Het voornemen van het kabinet is om huishoudens vanaf 2026 te verplichten een (hybride) warmtepomp aan te schaffen wanneer een cv-ketel aan vervanging toe is, waarbij monumenten en appartementen zullen worden uitgesloten. Verder staat er op de planning dat in 2030 woningcorporaties en particuliere verhuurders geen woningen meer mogen verhuren met een slecht energielabel (E, F, G). Ook vanuit Europa ontstaat er steeds meer druk op de verduurzaming. In Europa is afgesproken dat gebouweigenaren bij een grondige renovatie ook verduurzamingsmaatregelen moeten nemen, wat kosten opdrijvend werkt. Al deze ontwikkelingen hebben tot gevolg dat het kostenplaatje voor beleggers wordt vergroot en daardoor de interesse onder druk komt te staan.

Nieuwbouw hapert door structurele en cyclische factoren

Door problemen bij de nieuwbouw van woningen groeit het risico dat de woningvoorraad achterblijft bij de woningbehoefte. De overheid kan ondanks flinke ambities op het gebied van woningbouw de trend niet keren. Het dalende aantal afgegeven bouwvergunningen in de woonsector laat zien dat het aantal nieuwbouwprojecten in de pijplijn is verminderd. Door beperkt nieuw aanbod stokt de doorstroming op de woningmarkt, mede hierom verwachten wij slechts een beperkte toename van het aantal transacties vanaf 2024.

De bouw van woningen wordt belemmerd door structurele en cyclische factoren. Structureel zijn er de veranderende wet- en regelgeving die de interesse van beleggers die nieuwbouwprojecten opstarten doen slinken. Ook zijn er de milieu- en klimaatproblemen die de woningbouw parten spelen. Het stikstofprobleem is hier de voornaamste bottleneck. Onder cyclische factoren verstaan wij de hogere rente die de financiering van en afname door consumenten van nieuwbouwwoningen onder druk zet. Inflatie raakt ook de bouw via de prijs van bouwmaterialen. De totale kosten voor de productie van een woning zijn recent flink gestegen. Wij verwachten dat de materiaalkosten niet in hetzelfde tempo door zullen stijgen, in plaats daarvan verplaatst de kostendruk zich, weg van materialen naar loonstijgingen. Dit heeft alles te maken met de arbeidskrapte, niet alleen is er een tekort aan medewerkers bij bouwbedrijven, ook bij medewerkers van diensten essentieel voor nieuwbouw heerst krapte. Denk hier bijvoorbeeld aan de installateurs die woningen aansluiten op energiesystemen of aan de experts die vergunningsaanvragen behandelen.

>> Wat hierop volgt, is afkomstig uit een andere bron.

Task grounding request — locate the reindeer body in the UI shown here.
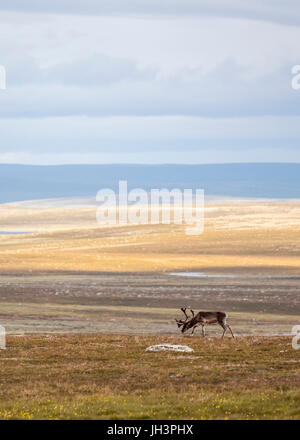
[176,308,234,338]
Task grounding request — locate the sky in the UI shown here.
[0,0,300,164]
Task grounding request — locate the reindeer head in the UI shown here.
[175,307,195,333]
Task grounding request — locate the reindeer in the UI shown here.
[175,307,234,339]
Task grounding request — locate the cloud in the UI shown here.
[0,0,300,26]
[0,60,300,118]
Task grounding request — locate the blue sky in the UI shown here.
[0,0,300,164]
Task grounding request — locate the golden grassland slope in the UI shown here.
[0,201,300,274]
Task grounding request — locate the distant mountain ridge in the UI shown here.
[0,163,300,203]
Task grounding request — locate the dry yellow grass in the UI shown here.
[0,202,300,273]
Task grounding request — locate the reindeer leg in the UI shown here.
[226,324,234,338]
[202,324,205,338]
[219,322,227,339]
[180,307,189,319]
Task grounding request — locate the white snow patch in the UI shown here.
[146,344,194,353]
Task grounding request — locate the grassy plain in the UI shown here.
[0,200,300,419]
[0,334,300,419]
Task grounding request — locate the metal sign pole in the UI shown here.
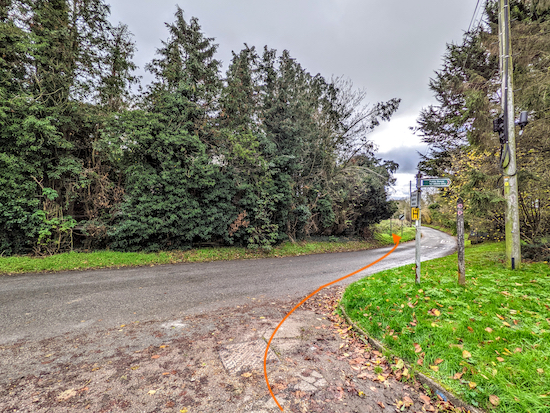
[415,172,422,284]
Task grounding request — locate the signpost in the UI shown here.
[456,198,466,285]
[416,178,451,188]
[411,172,451,284]
[411,191,420,208]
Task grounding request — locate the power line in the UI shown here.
[466,0,481,33]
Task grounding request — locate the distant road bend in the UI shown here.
[0,227,456,344]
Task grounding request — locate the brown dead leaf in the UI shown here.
[420,394,432,403]
[403,396,414,407]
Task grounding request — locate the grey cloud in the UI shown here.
[376,145,432,174]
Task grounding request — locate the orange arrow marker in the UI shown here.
[264,234,401,411]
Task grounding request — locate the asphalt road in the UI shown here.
[0,227,456,344]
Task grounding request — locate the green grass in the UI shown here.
[342,243,550,413]
[0,241,382,275]
[0,221,414,275]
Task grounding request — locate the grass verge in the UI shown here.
[341,243,550,413]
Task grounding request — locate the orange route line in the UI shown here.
[264,234,401,411]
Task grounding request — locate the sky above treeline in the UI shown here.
[106,0,484,198]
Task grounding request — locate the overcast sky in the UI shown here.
[106,0,480,198]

Betaalbaarheid woningen biedt ondersteuning aan prijzen in 2024

De voornaamste reden van de huidige prijscorrectie is de betaalbaarheid van woningen. Terwijl het besteedbaar inkomen onder druk staat door hoge inflatie is de hypotheekrente sterk gestegen. Woonkosten als aandeel van het besteedbaar inkomen stijgen waardoor woningen minder betaalbaar worden. Het gevolg is een daling van de vraag naar woningen en van huizenprijzen. Het is niet zo dat dit verlies aan betaalbaarheid niet ingelopen kan worden. Wij verwachten dat de inflatie verder afkoelt en dat de loongroei, die recent flink aangetrokken is, doorzet. Door de structuur van de Nederlandse arbeidsmarkt met lang lopende Cao’s houdt deze loongroei bovendien langer aan. De Nederlandsche Bank onderzocht de betaalbaarheid van woningen en constateerde dat de stijging van inkomens op termijn ondersteuning biedt aan de huizenprijzen. Onze raming in januari van een huizenprijsdaling van -6% dit jaar, en -4% volgend jaar - die in grote mate bepaald wordt door overloopeffecten uit 2023 – houdt rekening met deze verbeterde betaalbaarheid.